Rédigé par Agence Observatoire | Publié le 29/08/2022
Le Département de la Seine-Maritime est engagé depuis plusieurs années dans des actions de coopération décentralisée au Liban sous la forme d’apports financiers et en ingénierie. La crise économique et sociale que traverse ce pays depuis l’explosion du port de Beyrouth, le 4 août 2020, a amené le Département à renforcer ses actions et à concevoir cette saison libanaise en Normandie en soutien à la communauté artistique.
Haut lieu patrimonial et touristique de notre Département, l’abbaye de Jumièges a été immédiatement identifiée pour devenir l’épicentre de cette saison. Lieu de pèlerinage pour toute la génération romantique, celle-là même qui fit de l’Orient la destination de ses voyages, elle est encore aujourd’hui une source d’inspiration et de création pour les artistes.

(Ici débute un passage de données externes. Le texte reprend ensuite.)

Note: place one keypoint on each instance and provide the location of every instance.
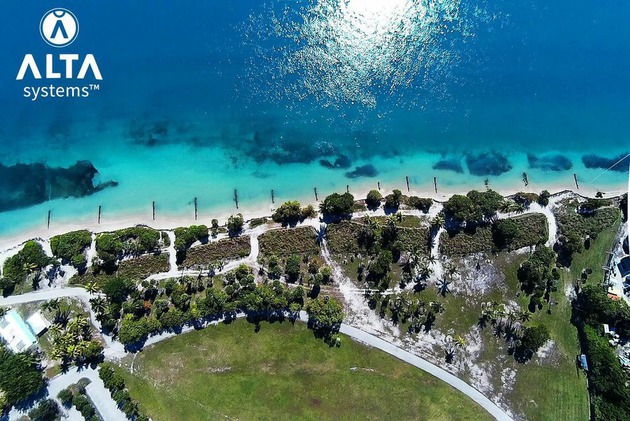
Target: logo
(59, 75)
(59, 27)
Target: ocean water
(203, 97)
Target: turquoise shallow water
(253, 95)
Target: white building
(16, 333)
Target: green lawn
(283, 372)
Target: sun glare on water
(360, 51)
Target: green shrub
(338, 205)
(422, 204)
(71, 245)
(185, 237)
(373, 199)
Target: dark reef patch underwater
(488, 163)
(24, 185)
(363, 171)
(620, 162)
(451, 164)
(549, 162)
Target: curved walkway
(350, 331)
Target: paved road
(97, 391)
(430, 368)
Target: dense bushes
(46, 410)
(70, 247)
(115, 383)
(214, 252)
(373, 199)
(419, 203)
(475, 207)
(185, 237)
(129, 241)
(283, 241)
(235, 224)
(28, 260)
(337, 205)
(535, 273)
(20, 377)
(609, 390)
(290, 213)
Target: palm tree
(51, 305)
(460, 341)
(524, 315)
(91, 288)
(506, 206)
(436, 307)
(99, 304)
(451, 269)
(438, 222)
(443, 287)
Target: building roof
(15, 332)
(38, 323)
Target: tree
(324, 313)
(394, 200)
(292, 268)
(488, 202)
(289, 213)
(117, 289)
(20, 376)
(70, 246)
(462, 209)
(379, 269)
(337, 205)
(505, 232)
(422, 204)
(65, 396)
(533, 338)
(373, 199)
(235, 224)
(46, 410)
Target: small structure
(624, 266)
(38, 323)
(583, 362)
(16, 333)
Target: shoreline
(166, 221)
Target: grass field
(283, 372)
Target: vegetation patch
(289, 241)
(70, 247)
(288, 375)
(23, 270)
(459, 243)
(142, 267)
(585, 225)
(214, 252)
(126, 242)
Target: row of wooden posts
(273, 196)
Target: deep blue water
(251, 94)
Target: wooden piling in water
(577, 185)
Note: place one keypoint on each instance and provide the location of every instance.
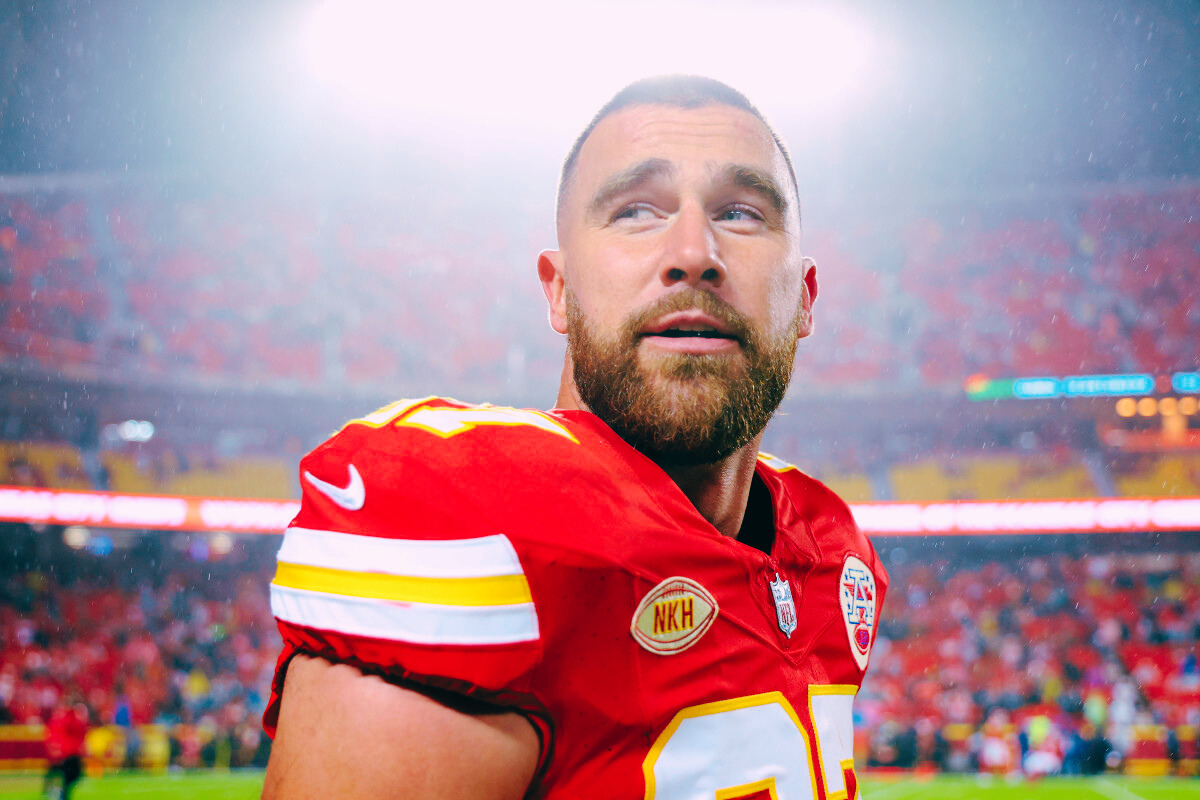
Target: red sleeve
(390, 566)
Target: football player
(619, 597)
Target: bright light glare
(552, 64)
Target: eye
(635, 212)
(739, 214)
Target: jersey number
(755, 747)
(449, 420)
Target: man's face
(683, 292)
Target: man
(619, 597)
(65, 734)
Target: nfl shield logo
(785, 608)
(858, 608)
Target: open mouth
(700, 332)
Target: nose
(691, 254)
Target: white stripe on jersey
(456, 558)
(415, 623)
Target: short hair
(681, 91)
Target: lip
(687, 318)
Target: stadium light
(543, 64)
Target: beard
(681, 409)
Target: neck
(720, 492)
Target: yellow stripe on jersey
(499, 590)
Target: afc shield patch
(785, 607)
(857, 590)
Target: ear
(553, 286)
(809, 296)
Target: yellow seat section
(244, 477)
(1165, 476)
(851, 487)
(1056, 481)
(924, 480)
(55, 465)
(125, 476)
(991, 477)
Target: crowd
(174, 665)
(1041, 663)
(293, 292)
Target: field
(246, 786)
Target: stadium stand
(1072, 657)
(172, 650)
(282, 290)
(1078, 655)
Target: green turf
(191, 786)
(247, 786)
(1060, 788)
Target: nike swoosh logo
(349, 498)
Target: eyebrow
(756, 181)
(629, 179)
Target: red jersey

L’architecte Hala Wardé y a construit des correspondances qui font puissamment résonner les œuvres de l’installation A Roof for Silence au centre de laquelle, la traduction des œuvres d’Etel Adnan en céramique, un des derniers projets de l’artiste, prend place. Fruit de la collaboration avec le Pôle Céramique Normandie, ces huit céramiques sont un vibrant hommage à la peintre et poétesse récemment disparue ainsi qu’à la tradition céramique libanaise.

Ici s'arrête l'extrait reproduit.